9 Parliaments unified
3 Government tiers
18 Canonical record types
MCP-native Delivery

The Challenge

Australia makes decisions that move markets and reputations at three levels at once: more than five hundred local councils, every state and territory parliament, and the Commonwealth. For the public-affairs and government-relations firms whose entire job is to see those decisions coming, the underlying data is a nightmare of fragmentation. Every council publishes its agendas differently. Every parliament runs its own Hansard, its own search engine, and its own terminology for the same procedural act. Tracking a single issue, say a planning reform or a short-stay-accommodation crackdown, means watching dozens of incompatible websites by hand, and still missing the early signal.

The intelligence already exists in the public record. It is simply unusable, scattered across hundreds of sources, unstructured, and impossible to query as one picture. So a firm advising a national client cannot answer the questions that actually matter. Where is this issue surfacing first? Who is driving it? How is it framed differently from one jurisdiction to the next?

Stromy built two products to close that gap, one for the grassroots and one for the parliaments, and made both queryable through a single AI-native interface.

Our Approach

Council monitoring, intelligence from the ground up. Most political risk is visible at the local level long before it reaches a state or federal agenda. Our council-monitoring engine scans local-government agendas and meeting papers for the topics that matter to a national player, starting in Victoria and built to scale across every council in the country. Point it at an issue, say every mention of short-stay accommodation across council chambers, and it surfaces where and when that conversation is happening at the earliest tier of decision-making, before it climbs. It runs on a resilient crawling stack designed for the messy reality of hundreds of independent council websites, so coverage holds where ad-hoc alerts and manual clipping break down.

The unified parliamentary database, every Australian parliament in one model. This is the heart of the platform. We took nine separate parliaments, the Commonwealth, all six states and both territories, each with its own Hansard, document formats and vocabulary, and normalised them into a single relational model. Debates, divisions and votes, questions on and without notice, petitions, tabled papers, and bills across every reading stage: eighteen canonical record types, made consistent across all nine jurisdictions.
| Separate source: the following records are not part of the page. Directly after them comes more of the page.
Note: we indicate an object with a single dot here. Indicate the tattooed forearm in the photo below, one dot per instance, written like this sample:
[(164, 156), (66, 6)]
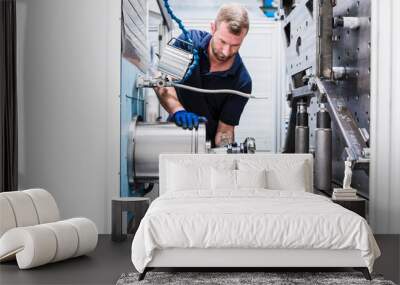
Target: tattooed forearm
[(222, 139)]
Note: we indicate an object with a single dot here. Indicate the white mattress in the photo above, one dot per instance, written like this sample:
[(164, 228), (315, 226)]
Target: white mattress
[(252, 218)]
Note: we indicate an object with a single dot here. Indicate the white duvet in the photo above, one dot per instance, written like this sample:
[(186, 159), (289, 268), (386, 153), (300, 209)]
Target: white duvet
[(252, 218)]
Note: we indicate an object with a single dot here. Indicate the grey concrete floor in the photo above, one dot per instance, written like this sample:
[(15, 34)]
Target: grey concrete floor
[(111, 259), (103, 266)]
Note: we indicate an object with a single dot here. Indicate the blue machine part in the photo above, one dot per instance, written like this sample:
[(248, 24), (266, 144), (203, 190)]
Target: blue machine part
[(132, 104), (269, 8), (196, 57)]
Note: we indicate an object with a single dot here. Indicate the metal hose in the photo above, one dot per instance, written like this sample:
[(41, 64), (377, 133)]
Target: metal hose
[(225, 91)]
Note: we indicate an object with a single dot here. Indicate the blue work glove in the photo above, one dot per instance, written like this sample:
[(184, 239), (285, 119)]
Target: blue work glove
[(187, 120)]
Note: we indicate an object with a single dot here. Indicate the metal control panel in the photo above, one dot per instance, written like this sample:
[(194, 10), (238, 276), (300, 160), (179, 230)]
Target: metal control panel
[(328, 61)]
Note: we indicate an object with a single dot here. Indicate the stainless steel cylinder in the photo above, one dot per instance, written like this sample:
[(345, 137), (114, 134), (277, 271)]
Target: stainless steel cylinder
[(323, 159), (148, 140), (302, 139)]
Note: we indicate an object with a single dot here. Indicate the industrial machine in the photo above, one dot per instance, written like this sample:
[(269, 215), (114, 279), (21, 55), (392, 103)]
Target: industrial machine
[(328, 86)]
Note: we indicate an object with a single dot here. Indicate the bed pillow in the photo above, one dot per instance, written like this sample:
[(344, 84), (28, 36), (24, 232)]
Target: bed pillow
[(282, 174), (251, 178), (192, 175), (223, 179)]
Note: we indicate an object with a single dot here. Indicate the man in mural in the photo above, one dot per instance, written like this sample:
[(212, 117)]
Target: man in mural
[(220, 67)]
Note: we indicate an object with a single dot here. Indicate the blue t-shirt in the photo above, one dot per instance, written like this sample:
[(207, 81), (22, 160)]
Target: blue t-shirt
[(215, 107)]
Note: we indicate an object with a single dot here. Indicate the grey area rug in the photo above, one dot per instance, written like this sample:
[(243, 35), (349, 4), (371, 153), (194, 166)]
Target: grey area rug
[(232, 278)]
A member who appears under five different name spellings across five parliaments resolves to one identity. A bill’s journey through every chamber sits in one view. Questions that used to be effectively impossible, such as how a party frames an issue in New South Wales versus Victoria, or which members voted against a class of legislation anywhere in the country, collapse into a single query.

Built for the way agencies actually work. Both products are exposed through MCP, so a government-relations team can interrogate them in plain language inside their own AI workspace and build analytical workflows directly on top: policy-landscape mapping, topic-coverage tracking, stakeholder and party positioning, all against a clean relational source of truth. No scraping. No stitching together exports. No spreadsheets quietly going stale.

The Outcome

A firm working with these products sees the whole Australian decision-making landscape as one continuous surface, from a shire council’s Tuesday-night agenda to a Senate division, and can follow an issue across every level of government from a single place. The grunt work of collection disappears, and what remains is the analysis and the advice that clients actually pay for.

Because the data is structured and MCP-native, the advantage compounds. Every new question a team asks can be captured as a repeatable workflow, so the intelligence operation gets sharper with use while competitors are still working the websites by hand. The firm stops reacting to the news and starts seeing it form.